FAQs

Click the question to see the answer

How does Koolcoat work?

Koolcoat blended in paint and applied as recommended becomes a reflective barrier to heat. Ordinary insulation resists the conduction of heat through a structure whereas Koolcoat reflects the sun’s energy away from a structure, thus avoiding heat absorption.

Will Koolcoat lower energy bills?

Based on studies and almost ten years of customer feedback about their results, radiant barrier paint coatings can save over 50% of heating and cooling energy usage. Results of course will vary depending upon the application of the coating and the daily routine through the structure.

How will Koolcoat save winter heating costs?
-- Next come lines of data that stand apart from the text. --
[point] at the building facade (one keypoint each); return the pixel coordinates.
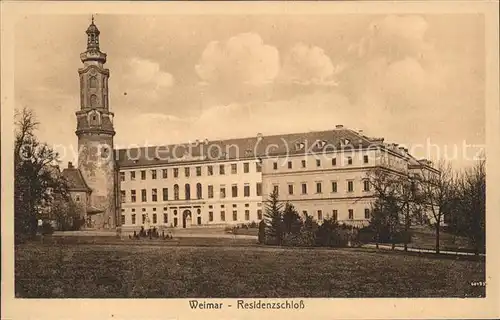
(222, 182)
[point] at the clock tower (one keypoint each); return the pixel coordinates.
(95, 133)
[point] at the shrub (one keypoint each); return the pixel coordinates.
(368, 234)
(262, 231)
(303, 239)
(330, 234)
(47, 228)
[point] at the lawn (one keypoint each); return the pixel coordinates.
(162, 271)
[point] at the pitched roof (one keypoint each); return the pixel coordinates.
(75, 180)
(251, 147)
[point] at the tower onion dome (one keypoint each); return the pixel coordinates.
(92, 28)
(93, 52)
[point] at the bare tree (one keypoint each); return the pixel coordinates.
(394, 193)
(34, 174)
(437, 189)
(470, 208)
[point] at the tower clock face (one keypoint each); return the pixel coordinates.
(93, 100)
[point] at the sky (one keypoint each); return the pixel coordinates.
(416, 80)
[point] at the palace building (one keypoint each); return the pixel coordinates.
(213, 183)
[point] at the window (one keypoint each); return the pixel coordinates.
(259, 214)
(366, 185)
(176, 192)
(334, 186)
(304, 188)
(258, 167)
(258, 188)
(199, 194)
(318, 187)
(367, 213)
(335, 215)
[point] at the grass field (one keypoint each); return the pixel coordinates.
(162, 271)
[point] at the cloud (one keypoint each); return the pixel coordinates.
(243, 58)
(140, 80)
(146, 129)
(394, 37)
(148, 73)
(308, 65)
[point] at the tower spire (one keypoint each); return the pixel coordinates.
(93, 52)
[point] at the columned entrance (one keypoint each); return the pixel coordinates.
(186, 218)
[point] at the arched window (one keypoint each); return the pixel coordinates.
(93, 100)
(93, 82)
(198, 191)
(176, 192)
(187, 190)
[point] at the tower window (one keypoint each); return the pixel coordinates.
(93, 82)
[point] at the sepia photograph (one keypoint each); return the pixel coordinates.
(248, 156)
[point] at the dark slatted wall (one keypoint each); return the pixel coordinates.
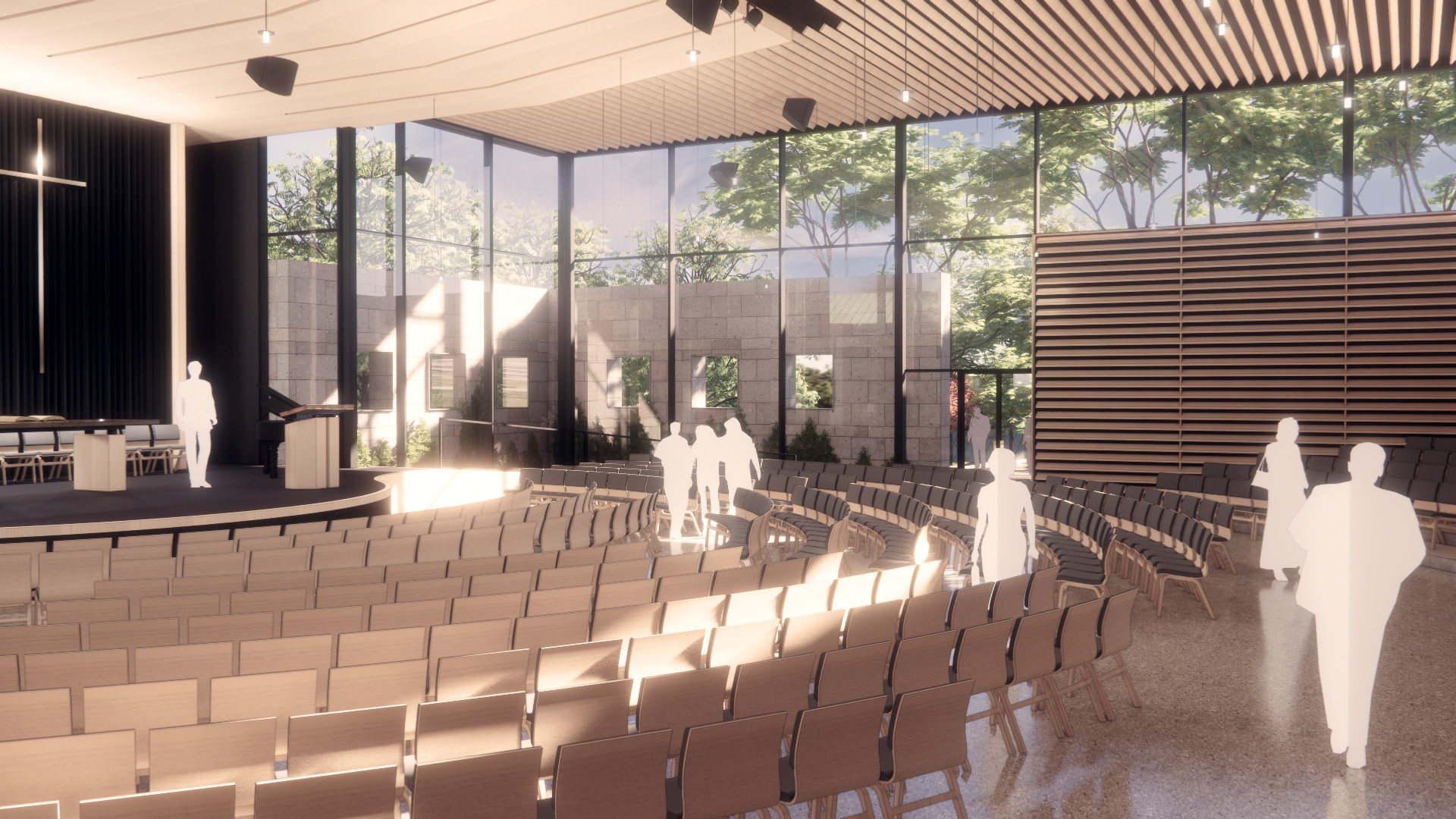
(1158, 350)
(107, 260)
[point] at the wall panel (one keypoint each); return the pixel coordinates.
(1161, 350)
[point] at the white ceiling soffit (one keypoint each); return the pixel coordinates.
(360, 61)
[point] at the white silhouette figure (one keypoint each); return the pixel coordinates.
(999, 537)
(1360, 542)
(981, 428)
(740, 458)
(677, 477)
(197, 416)
(1283, 477)
(707, 457)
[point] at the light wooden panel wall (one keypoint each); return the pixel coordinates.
(1158, 350)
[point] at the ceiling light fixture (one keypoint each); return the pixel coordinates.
(264, 33)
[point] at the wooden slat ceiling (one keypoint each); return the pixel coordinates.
(984, 55)
(1158, 350)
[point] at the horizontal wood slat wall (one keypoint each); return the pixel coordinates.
(1156, 350)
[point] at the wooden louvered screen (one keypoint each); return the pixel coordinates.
(1158, 350)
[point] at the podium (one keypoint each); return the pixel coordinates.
(312, 447)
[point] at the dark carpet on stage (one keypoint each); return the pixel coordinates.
(235, 488)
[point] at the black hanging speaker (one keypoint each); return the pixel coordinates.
(274, 74)
(799, 111)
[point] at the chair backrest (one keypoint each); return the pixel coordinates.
(367, 793)
(582, 713)
(504, 780)
(677, 701)
(836, 748)
(455, 729)
(770, 687)
(731, 768)
(852, 673)
(612, 779)
(928, 729)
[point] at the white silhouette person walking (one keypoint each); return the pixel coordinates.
(981, 428)
(707, 457)
(1362, 542)
(740, 460)
(1283, 479)
(677, 477)
(999, 537)
(197, 416)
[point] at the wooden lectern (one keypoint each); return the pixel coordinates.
(312, 447)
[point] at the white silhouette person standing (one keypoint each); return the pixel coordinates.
(707, 458)
(999, 537)
(740, 460)
(1285, 480)
(197, 416)
(981, 430)
(677, 477)
(1362, 544)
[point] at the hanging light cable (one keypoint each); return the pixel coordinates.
(264, 31)
(905, 91)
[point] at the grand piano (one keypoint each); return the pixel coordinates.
(271, 433)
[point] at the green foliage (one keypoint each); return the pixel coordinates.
(813, 445)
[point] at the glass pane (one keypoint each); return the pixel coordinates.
(728, 309)
(620, 205)
(1405, 146)
(1264, 155)
(840, 306)
(971, 177)
(375, 295)
(717, 215)
(1111, 167)
(303, 188)
(840, 187)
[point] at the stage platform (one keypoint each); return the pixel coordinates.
(240, 496)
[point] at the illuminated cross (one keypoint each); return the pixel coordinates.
(39, 226)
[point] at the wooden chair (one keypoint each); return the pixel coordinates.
(677, 701)
(1114, 635)
(76, 670)
(506, 781)
(981, 656)
(481, 675)
(237, 752)
(455, 729)
(609, 779)
(925, 736)
(582, 713)
(580, 664)
(770, 687)
(366, 793)
(851, 673)
(382, 684)
(142, 707)
(835, 749)
(201, 662)
(344, 741)
(728, 768)
(33, 714)
(69, 768)
(875, 623)
(811, 634)
(280, 695)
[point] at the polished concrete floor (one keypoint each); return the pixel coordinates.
(1232, 722)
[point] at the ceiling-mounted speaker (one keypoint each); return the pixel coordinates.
(274, 74)
(726, 174)
(699, 14)
(799, 111)
(419, 168)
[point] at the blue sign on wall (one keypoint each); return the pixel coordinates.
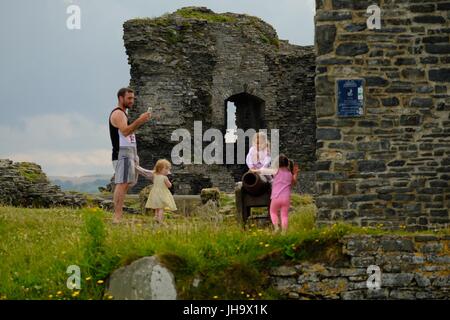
(350, 97)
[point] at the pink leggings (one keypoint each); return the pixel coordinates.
(275, 206)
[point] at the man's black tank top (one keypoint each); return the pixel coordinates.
(114, 135)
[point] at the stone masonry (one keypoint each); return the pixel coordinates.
(188, 64)
(411, 267)
(24, 184)
(392, 164)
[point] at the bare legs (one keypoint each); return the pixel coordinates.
(159, 215)
(120, 191)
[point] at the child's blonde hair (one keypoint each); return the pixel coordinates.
(260, 138)
(161, 164)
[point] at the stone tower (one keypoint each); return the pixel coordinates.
(191, 64)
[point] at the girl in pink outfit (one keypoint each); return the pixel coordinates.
(281, 191)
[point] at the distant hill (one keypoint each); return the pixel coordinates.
(88, 184)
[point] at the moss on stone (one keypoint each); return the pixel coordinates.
(31, 172)
(204, 14)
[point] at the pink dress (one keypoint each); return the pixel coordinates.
(281, 196)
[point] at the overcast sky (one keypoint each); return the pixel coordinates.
(58, 86)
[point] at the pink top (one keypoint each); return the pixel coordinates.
(281, 186)
(258, 159)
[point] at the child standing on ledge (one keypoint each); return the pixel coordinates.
(160, 197)
(281, 191)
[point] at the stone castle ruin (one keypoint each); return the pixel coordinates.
(386, 164)
(192, 64)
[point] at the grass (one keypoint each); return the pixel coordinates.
(38, 245)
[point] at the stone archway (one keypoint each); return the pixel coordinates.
(242, 111)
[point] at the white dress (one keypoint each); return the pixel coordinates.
(160, 196)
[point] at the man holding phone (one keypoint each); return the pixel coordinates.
(124, 150)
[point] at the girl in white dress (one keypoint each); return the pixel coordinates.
(160, 197)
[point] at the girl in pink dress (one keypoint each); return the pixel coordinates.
(282, 184)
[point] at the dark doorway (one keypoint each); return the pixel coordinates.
(242, 111)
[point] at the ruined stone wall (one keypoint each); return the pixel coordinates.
(391, 165)
(25, 184)
(411, 267)
(187, 64)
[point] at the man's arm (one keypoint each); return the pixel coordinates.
(119, 120)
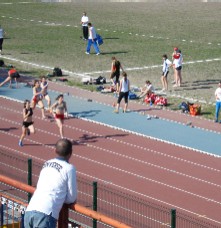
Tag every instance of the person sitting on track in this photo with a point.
(12, 74)
(60, 112)
(37, 97)
(44, 88)
(27, 125)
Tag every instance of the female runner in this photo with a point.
(27, 125)
(37, 97)
(60, 112)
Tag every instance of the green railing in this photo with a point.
(113, 202)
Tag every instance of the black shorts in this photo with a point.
(163, 74)
(14, 75)
(115, 74)
(179, 68)
(27, 124)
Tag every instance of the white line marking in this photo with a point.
(112, 167)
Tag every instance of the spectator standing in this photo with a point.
(92, 39)
(218, 102)
(178, 61)
(44, 88)
(123, 93)
(56, 185)
(166, 65)
(84, 23)
(27, 124)
(2, 33)
(115, 71)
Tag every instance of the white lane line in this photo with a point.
(134, 159)
(114, 168)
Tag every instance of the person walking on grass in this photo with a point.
(27, 124)
(124, 89)
(60, 112)
(2, 33)
(57, 184)
(115, 72)
(92, 39)
(177, 61)
(166, 65)
(84, 23)
(218, 102)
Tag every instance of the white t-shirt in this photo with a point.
(56, 185)
(84, 20)
(92, 33)
(218, 94)
(166, 65)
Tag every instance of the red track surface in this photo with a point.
(174, 176)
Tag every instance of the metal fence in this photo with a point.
(115, 203)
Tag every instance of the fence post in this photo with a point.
(22, 219)
(63, 217)
(29, 177)
(94, 202)
(2, 214)
(173, 218)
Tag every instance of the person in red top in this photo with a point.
(12, 74)
(60, 113)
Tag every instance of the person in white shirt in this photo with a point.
(84, 23)
(166, 65)
(178, 61)
(56, 185)
(124, 89)
(218, 102)
(92, 39)
(2, 32)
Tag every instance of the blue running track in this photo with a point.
(199, 139)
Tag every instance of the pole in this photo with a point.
(94, 202)
(29, 177)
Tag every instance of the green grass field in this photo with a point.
(136, 33)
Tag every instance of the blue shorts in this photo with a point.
(38, 219)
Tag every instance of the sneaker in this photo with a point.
(20, 143)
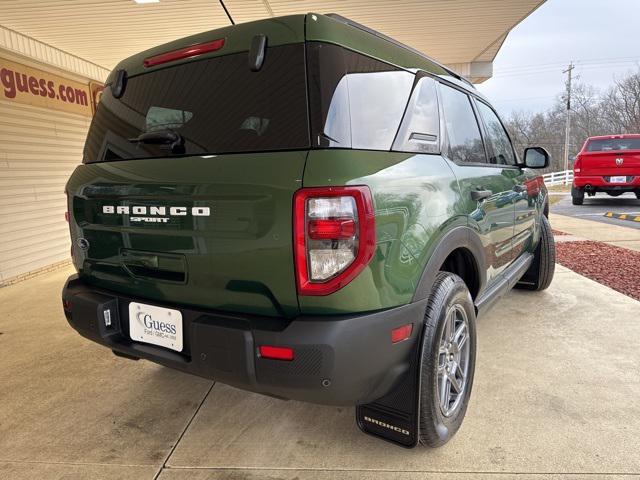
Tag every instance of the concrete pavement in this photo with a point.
(619, 235)
(556, 392)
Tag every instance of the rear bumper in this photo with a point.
(341, 360)
(599, 182)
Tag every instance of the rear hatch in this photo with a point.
(611, 157)
(185, 195)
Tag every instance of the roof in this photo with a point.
(295, 29)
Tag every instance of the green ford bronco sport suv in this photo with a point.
(304, 208)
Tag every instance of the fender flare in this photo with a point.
(458, 237)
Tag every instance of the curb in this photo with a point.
(623, 216)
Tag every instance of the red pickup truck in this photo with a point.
(609, 164)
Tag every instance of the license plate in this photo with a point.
(156, 325)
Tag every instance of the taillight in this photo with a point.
(334, 237)
(576, 164)
(186, 52)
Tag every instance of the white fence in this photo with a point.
(558, 178)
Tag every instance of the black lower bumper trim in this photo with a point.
(339, 360)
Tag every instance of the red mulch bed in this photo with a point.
(615, 267)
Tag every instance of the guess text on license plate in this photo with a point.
(156, 325)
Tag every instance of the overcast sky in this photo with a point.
(602, 37)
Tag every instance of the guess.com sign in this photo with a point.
(23, 84)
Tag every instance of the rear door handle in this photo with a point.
(478, 195)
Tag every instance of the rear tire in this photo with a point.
(540, 273)
(577, 195)
(449, 341)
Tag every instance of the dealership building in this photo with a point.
(52, 72)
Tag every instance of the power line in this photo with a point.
(559, 64)
(569, 72)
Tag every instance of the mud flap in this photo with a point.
(395, 417)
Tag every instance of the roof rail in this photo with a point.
(375, 33)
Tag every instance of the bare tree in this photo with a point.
(616, 111)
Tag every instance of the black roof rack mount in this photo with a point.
(375, 33)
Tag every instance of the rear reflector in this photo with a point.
(276, 353)
(187, 52)
(401, 333)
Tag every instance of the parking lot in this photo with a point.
(594, 208)
(555, 392)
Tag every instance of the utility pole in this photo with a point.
(569, 72)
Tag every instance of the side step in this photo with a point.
(395, 417)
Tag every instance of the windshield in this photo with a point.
(210, 106)
(613, 144)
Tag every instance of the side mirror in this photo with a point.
(536, 157)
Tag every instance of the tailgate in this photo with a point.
(211, 231)
(610, 163)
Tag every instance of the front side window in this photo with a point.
(356, 101)
(497, 137)
(463, 132)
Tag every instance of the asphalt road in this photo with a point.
(594, 208)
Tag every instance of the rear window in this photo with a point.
(613, 144)
(215, 105)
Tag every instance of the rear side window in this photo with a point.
(420, 129)
(216, 105)
(613, 144)
(463, 132)
(356, 101)
(497, 137)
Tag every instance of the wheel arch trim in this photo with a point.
(456, 238)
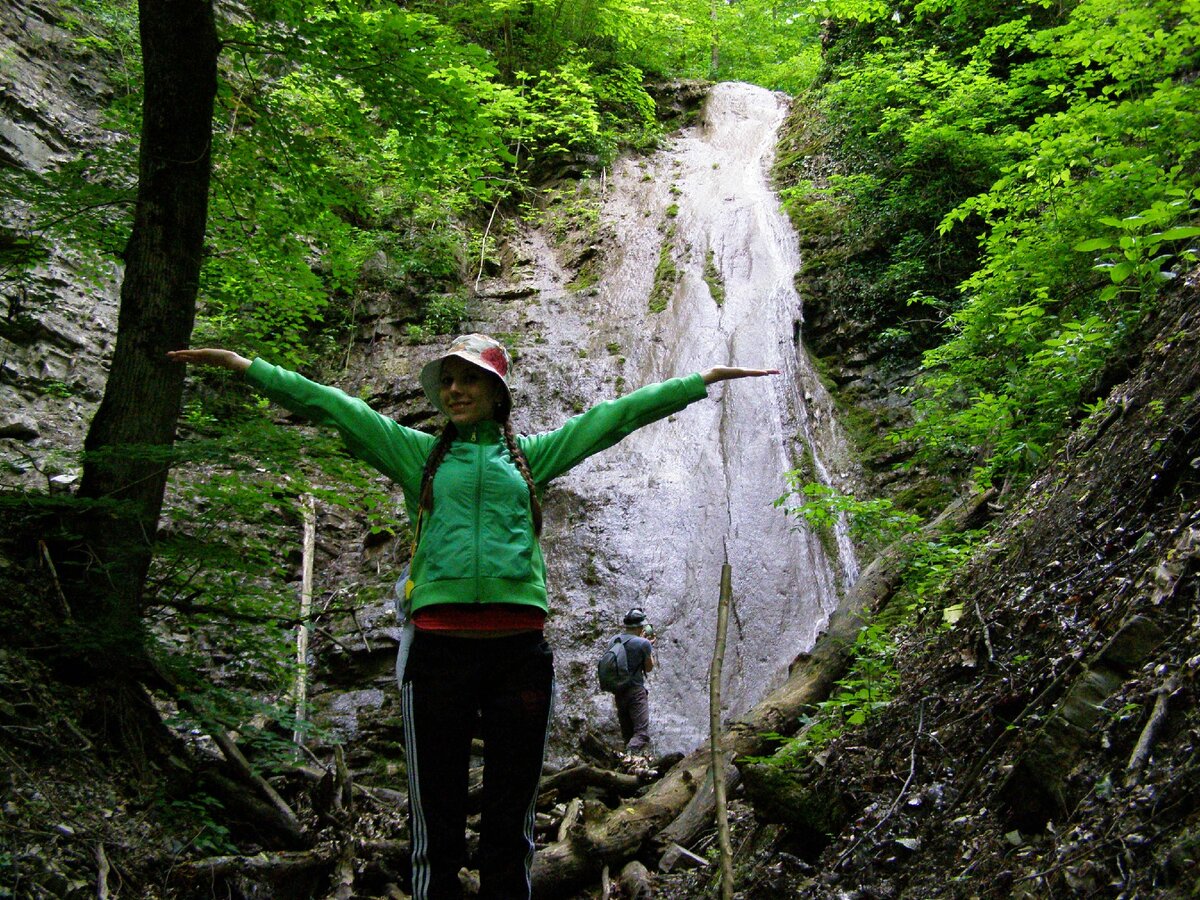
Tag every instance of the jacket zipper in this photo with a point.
(479, 517)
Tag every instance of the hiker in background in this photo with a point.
(477, 587)
(633, 700)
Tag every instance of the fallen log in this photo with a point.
(601, 837)
(574, 780)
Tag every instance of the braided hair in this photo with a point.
(517, 455)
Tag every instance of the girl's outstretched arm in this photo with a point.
(724, 373)
(211, 357)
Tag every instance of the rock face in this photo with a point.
(649, 521)
(60, 315)
(693, 231)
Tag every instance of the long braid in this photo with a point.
(522, 465)
(431, 466)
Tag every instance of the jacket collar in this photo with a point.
(485, 432)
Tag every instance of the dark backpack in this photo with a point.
(612, 667)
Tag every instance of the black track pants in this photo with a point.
(454, 688)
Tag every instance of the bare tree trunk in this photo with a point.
(714, 715)
(127, 445)
(301, 683)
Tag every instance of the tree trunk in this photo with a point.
(126, 449)
(675, 807)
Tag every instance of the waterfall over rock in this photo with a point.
(649, 522)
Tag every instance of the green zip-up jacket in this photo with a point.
(478, 545)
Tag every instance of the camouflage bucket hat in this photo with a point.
(480, 351)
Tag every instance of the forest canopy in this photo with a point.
(1012, 186)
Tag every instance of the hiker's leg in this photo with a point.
(637, 708)
(519, 699)
(623, 718)
(439, 712)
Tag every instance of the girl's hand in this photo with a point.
(211, 357)
(724, 373)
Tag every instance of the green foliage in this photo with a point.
(1025, 173)
(201, 815)
(666, 274)
(867, 688)
(873, 523)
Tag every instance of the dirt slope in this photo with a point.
(1045, 744)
Heat travels to cold. With Koolcoat applied on interior walls and ceiling heated air is reflected away from the perimeter walls and the heat does not escape outside to the cold. Koolcoat on the interior results in uniformily heated rooms. Koolcoat all but eliminates “cold spots” and cold floors and warm ceilings, if applied correctly. Koolcoat helps maintain a comfortable temperature while using less heating energy.

What kind of paint should I blend with Koolcoat?

Koolcoat can be blended with all interior and exterior paints: Acrylic, latex, oil based, epoxy, urethane, etc. Depending upon the application a decision of paint quality must be made. For example, applying Koolcoat in the attic, an inexpensive paint could be used, however if you wanted to paint the exterior roof, a choice of a good long-lasting elastomeric paint would be in order.

Does it matter what color of paint I mix Koolcoat with?

Yes it does! After years of extensive informal research (customer feedback and personal experiences) we are beginning to believe that any paint color that requires a black pigment is going to affect the radiant barrier results of Koolcoat. The culprit as we see it is CARBON. Most if not all black pigments contain carbon. Carbon is a conductor.Radiant energy is an electromagnetic wave. Even with Koolcoat in the paint, the conducting effects of the carbon neutralize the barrier effects. The carbon attracts and conducts the radiant energy right through the coating as if the Koolcoat barrier wasn’t even present.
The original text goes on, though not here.